Aurora había decidido casarse demasiado joven. Ya se sabe, el amor que llega, llama y no te deja que cierres la puerta. A ella, le llegó así, sin avisar, mientras viajaba de vacaciones a Asturias a casa de su gran amiga y confidente Clara.
CAPÍTULO II
LA LLEGADA DEL AMOR
Fue una mañana preciosa de julio. Aurora había sacado el billete de tren dos semanas antes, era muy previsora y no quería que ninguna contrariedad pudiera echar al traste este viaje que con tanta ilusión habían preparado su amiga Clara y ella.
Llegó a la estación y se subió en el primer vagón que encontró abierto, aún faltaba media hora para que saliera el tren, así tendría tiempo de buscar su asiento y si no le gustaba cambiarlo con otro pasajero.
A Aurora le gustaba ir sentada al lado de la ventanilla, para poder admirar el paisaje, ver las aves en el cielo, los colores de los campos, las ciudades a lo lejos. Le encantaba soñar que algún día podría visitarlos e incluso instalarse allí por algún periodo de tiempo. Sueños, solo eran sueños de adolescente. Aún no sabía lo que aquel viaje iba a cambiar su vida.
Por fin encontró su asiento, ¡genial! Al lado de la ventanilla. Colocó la maleta en el portaequipajes y se sentó dispuesta a escuchar música, siempre clásica. Para viajar, pensaba que era la mejor, Vivaldi, Beethoven, Mozart…Tenía una gran variedad en su MP3.

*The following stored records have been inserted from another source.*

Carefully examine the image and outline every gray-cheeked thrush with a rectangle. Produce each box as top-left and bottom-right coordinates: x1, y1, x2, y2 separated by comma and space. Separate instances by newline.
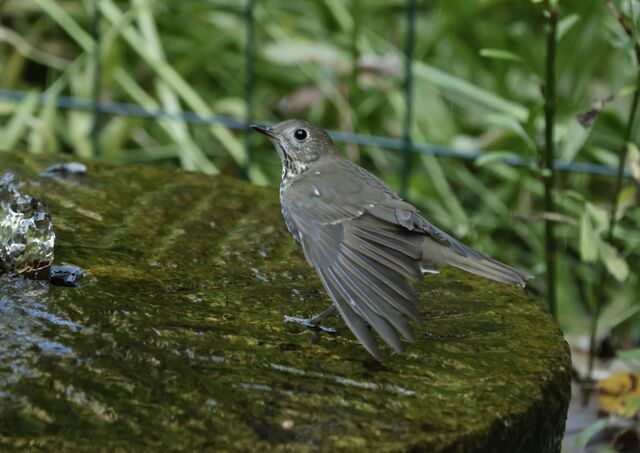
252, 120, 530, 359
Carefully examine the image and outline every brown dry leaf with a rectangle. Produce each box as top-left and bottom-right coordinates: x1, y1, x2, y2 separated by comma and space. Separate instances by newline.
598, 372, 640, 418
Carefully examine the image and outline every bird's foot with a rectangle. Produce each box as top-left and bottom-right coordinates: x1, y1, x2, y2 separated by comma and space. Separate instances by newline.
284, 315, 337, 334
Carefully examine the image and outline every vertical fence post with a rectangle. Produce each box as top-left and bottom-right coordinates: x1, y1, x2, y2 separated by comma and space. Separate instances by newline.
91, 0, 102, 157
543, 0, 558, 317
244, 0, 256, 177
400, 0, 416, 198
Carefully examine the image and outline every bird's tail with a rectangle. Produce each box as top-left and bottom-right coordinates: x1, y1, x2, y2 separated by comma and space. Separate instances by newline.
423, 237, 532, 286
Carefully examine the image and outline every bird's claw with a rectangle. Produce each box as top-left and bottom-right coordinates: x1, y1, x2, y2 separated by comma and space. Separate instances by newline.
284, 315, 337, 334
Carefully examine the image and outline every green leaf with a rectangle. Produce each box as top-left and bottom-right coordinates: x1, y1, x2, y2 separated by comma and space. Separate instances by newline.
617, 348, 640, 365
473, 151, 518, 167
480, 48, 522, 63
585, 202, 609, 234
413, 61, 529, 121
556, 14, 580, 41
0, 91, 38, 151
580, 209, 600, 263
598, 241, 629, 282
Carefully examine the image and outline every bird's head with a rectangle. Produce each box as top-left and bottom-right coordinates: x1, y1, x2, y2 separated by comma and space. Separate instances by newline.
251, 120, 337, 175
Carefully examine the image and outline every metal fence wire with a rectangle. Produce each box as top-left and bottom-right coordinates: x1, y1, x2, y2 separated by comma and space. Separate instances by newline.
0, 0, 631, 185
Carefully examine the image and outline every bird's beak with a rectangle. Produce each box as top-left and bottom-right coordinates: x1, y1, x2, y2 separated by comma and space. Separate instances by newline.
251, 124, 279, 140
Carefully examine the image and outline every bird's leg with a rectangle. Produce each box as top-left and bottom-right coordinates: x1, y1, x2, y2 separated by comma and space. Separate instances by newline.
284, 304, 336, 333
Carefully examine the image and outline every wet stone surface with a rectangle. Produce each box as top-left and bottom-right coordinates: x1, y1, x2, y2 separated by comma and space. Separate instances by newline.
0, 154, 570, 452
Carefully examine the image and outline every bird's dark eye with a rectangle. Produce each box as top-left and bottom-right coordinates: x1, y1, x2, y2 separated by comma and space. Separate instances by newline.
293, 129, 307, 141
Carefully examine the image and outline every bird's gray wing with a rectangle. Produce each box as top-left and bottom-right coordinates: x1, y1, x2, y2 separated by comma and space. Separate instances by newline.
283, 161, 424, 358
362, 199, 531, 286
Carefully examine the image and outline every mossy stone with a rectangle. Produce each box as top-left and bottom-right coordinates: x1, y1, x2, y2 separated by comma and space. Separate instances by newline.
0, 154, 570, 453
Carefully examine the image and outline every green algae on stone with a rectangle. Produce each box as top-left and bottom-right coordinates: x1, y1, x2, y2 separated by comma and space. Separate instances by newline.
0, 154, 570, 452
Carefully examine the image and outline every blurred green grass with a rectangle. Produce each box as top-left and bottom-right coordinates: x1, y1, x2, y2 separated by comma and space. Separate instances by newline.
0, 0, 640, 356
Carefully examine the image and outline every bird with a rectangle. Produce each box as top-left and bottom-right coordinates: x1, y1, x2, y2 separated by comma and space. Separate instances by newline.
251, 119, 531, 361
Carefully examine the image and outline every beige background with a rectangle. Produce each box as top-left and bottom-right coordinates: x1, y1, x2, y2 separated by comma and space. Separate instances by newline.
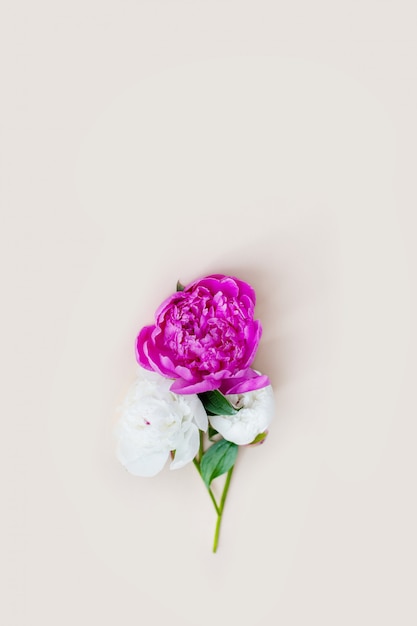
0, 0, 417, 626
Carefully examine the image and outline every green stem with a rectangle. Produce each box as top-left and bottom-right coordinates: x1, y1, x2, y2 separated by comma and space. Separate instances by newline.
198, 430, 204, 463
213, 465, 234, 552
193, 459, 220, 515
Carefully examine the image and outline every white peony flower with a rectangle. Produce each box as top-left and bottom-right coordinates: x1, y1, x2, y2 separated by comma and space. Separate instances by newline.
209, 385, 275, 446
116, 368, 208, 476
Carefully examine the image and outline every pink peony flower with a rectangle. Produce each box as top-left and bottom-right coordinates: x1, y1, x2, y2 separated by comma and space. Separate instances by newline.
136, 274, 270, 394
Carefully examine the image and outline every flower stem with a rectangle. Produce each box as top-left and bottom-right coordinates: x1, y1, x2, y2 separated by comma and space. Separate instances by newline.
193, 459, 220, 515
213, 465, 234, 552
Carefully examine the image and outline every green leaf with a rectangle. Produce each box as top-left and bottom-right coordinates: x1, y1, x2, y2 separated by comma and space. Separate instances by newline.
249, 430, 268, 446
198, 389, 237, 415
208, 424, 219, 441
200, 439, 238, 489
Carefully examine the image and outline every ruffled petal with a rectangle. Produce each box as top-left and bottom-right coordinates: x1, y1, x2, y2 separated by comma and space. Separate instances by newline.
116, 442, 169, 478
219, 368, 271, 395
170, 378, 219, 394
170, 424, 200, 469
187, 395, 208, 432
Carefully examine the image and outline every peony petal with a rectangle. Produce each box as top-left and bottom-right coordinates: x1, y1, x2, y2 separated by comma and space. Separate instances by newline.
136, 326, 155, 369
186, 394, 208, 432
170, 424, 200, 469
170, 378, 219, 394
116, 444, 169, 478
219, 368, 271, 394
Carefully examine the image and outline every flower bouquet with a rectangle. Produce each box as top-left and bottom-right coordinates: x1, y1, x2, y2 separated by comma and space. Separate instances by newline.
116, 274, 275, 552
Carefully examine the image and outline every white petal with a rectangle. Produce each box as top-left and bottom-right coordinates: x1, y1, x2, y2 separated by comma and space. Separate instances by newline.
210, 385, 275, 446
117, 448, 169, 478
210, 409, 256, 446
184, 395, 208, 432
170, 424, 200, 469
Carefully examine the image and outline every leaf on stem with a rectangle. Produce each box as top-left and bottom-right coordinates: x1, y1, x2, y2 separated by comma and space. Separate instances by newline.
198, 389, 238, 415
200, 439, 238, 488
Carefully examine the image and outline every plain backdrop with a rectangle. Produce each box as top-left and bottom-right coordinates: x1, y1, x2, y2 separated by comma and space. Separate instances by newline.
0, 0, 417, 626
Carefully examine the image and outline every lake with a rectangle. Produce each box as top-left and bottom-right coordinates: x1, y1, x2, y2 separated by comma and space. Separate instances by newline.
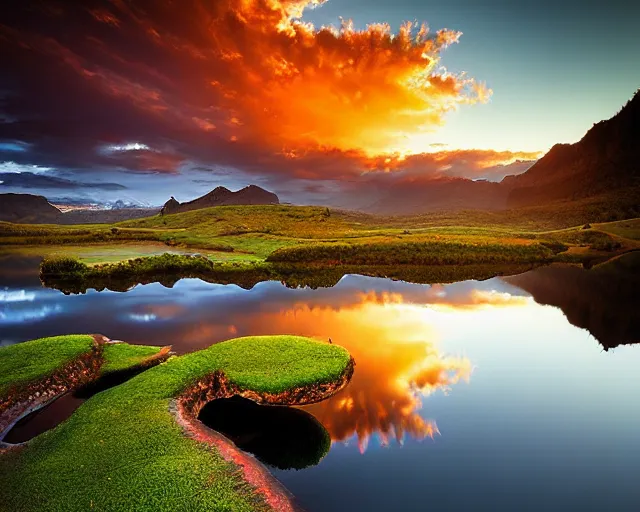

Se acomodó en su asiento, se puso los auriculares y pulso el botón de play, así pensó pasar el tiempo que le quedaba para la salida del tren.
Cerró los ojos y se quedó traspuesta un momento o al menos fue lo que a ella le pareció, cuando miró el reloj y vio que solo faltaban dos minutos para la salida del tren.
Miró a su alrededor y se sorprendió al ver que el vagón antes desierto, ahora tenía casi todos los asientos ocupados. Que suerte, pensó, nadie se había sentado a su lado ni tampoco en los asientos de enfrente.
Sonó el din dong anunciando la salida del tren Talgo con destino a Oviedo, bien ya comenzaban sus vacaciones. Mientras, el tren comenzó a moverse lentamente y aumentaba poco a poco su velocidad.
Miró por la ventanilla, observando cómo se despedían los viajeros de sus seres queridos, agitando las manos e incluso algunos, los más osados, lanzando besos al aire. A ella no le gustaba que sus padres fueran a despedirla a la estación, le recordaba a las excursiones del colegio y ya se veía tan mayor…
Inmersa en estos pensamientos, no se percató de que alguien había ocupado el asiento frente a ella.